- Date: 16–22 November
- Edition: 19th
- Category: Grand Prix
- Draw: 32S / 16D
- Prize money: $89,400
- Surface: Clay / outdoor
- Location: Buenos Aires, Argentina

Champions

Singles
- Guillermo Pérez Roldán

Doubles
- Tomás Carbonell / Sergio Casal
| Buenos Aires Grand Prix |

= 1987 Argentine Open (tennis) =

The 1987 Argentine Open, also known as the Buenos Aires Grand Prix, was a Grand Prix tennis tour tournament held on outdoor clay courts in Buenos Aires, Argentina.
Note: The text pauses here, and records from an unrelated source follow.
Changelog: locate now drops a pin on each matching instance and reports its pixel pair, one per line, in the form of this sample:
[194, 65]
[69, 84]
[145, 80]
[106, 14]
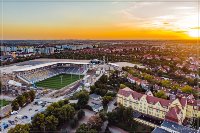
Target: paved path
[114, 129]
[8, 98]
[111, 105]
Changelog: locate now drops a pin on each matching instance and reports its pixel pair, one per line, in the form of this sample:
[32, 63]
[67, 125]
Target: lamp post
[61, 78]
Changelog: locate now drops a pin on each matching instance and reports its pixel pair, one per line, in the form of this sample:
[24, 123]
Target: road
[111, 105]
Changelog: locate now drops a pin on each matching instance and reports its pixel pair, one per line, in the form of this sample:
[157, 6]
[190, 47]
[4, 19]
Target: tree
[15, 105]
[21, 100]
[74, 122]
[187, 89]
[175, 87]
[38, 122]
[83, 98]
[106, 100]
[128, 115]
[103, 79]
[122, 86]
[112, 117]
[32, 95]
[20, 129]
[161, 94]
[83, 128]
[166, 83]
[66, 112]
[27, 97]
[95, 122]
[0, 87]
[80, 114]
[51, 123]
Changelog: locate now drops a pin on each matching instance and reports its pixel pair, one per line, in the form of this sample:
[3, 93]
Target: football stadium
[53, 75]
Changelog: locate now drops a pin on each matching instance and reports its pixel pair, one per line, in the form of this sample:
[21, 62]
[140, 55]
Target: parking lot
[24, 115]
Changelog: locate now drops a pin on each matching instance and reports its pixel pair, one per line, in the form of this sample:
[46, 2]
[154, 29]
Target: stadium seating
[44, 73]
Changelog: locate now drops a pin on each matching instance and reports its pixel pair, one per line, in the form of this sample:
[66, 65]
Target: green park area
[59, 81]
[3, 103]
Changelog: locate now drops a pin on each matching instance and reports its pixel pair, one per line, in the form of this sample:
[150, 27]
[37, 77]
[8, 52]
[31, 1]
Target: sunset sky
[40, 19]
It was the 19th edition of the tournament and was held from 16 November until 22 November 1987. Second-seeded Guillermo Pérez Roldán won the singles title.

==Finals==
===Singles===

ARG Guillermo Pérez Roldán defeated USA Jay Berger 3–2 (Berger retired)
- It was Perez-Roldan's 3rd title of the year and the 3rd of his career.

===Doubles===

ESP Tomás Carbonell / ESP Sergio Casal defeated USA Jay Berger / ARG Horacio de la Peña by Walkover
- It was Carbonell's only title of the year and the 1st of his career. It was Casal's 7th title of the year and the 16th of his career.